After Christian I received word of what Jöns had done, he realized that he had been given a reason to get rid of Jöns who had rebelled and deposed a former Swedish king only a few years prior. On August 10, after having sailed from Åbo to Stockholm, Christian confronted Jöns during a meeting of the Riksdag. After four days of arguing, the king, with the support of the council, imprisoned Jöns and took him to Denmark.

=== Peasant march to Stockholm ===
After Jöns had been imprisoned, Christian reinstated the tax once more, causing the peasants to rise up. Local royal servants were assaulted by the peasants and soon after the peasants with a force of around 3–4,000 were once again on a march towards Stockholm to threaten the king to lower the tax burdens. In the night between August 19 and 20, the peasants occupied Norrmalm and continued marching towards Helgeandsholmen.

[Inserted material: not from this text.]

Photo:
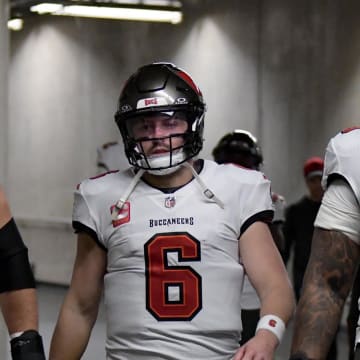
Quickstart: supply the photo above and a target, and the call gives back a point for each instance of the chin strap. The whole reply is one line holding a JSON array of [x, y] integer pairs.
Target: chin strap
[[206, 191], [120, 203]]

Christian, who was at Almare-Stäket, was unaware of the danger; however, when the peasants tried to cross from Helgeandsholmen to Stadsholmen, local guards rang the church bells and Stockholm's burghers were awakened. An urgent warning was sent to Christian, who quickly sent his knights to respond.

== Massacre ==
The king reached Stockholm on August 20 and ordered an attack on the peasants to take place the next day. Helgeandsholmen constituted open terrain that had minimal escape possibilities for the peasants.

=== Attack ===
Quickly after the Danish attack begun, the peasants were overwhelmed by the more experienced troops under Ture Turesson Bielke, and for the most part, after a long period of fighting, most of the peasants had been killed by the Danes. Around 30 of the peasants took refuge inside of Helgeand church. In the Sture Chronicle, it is said that even after the peasants begged for mercy and put their weapons down in exchange for a promise of pardon, were still cut down by Ture Turesson's men. Turesson is said to have been the most merciless, with the Sture Chronicle referring to his behavior in the following words:

"Herr Ture Turesson, en ridder långer, / kallas då allmogsens köttmånger."
— Sture Chronicle

Rough translation:

== Aftermath ==
According to one estimate, around 60 peasants were killed before their resistance was quelled, with another estimate putting the number as high as 1,000. The surviving peasants were forced to accept the new tax and swear allegiance to Christian, with these promises of allegiance likely being made as a result of torture.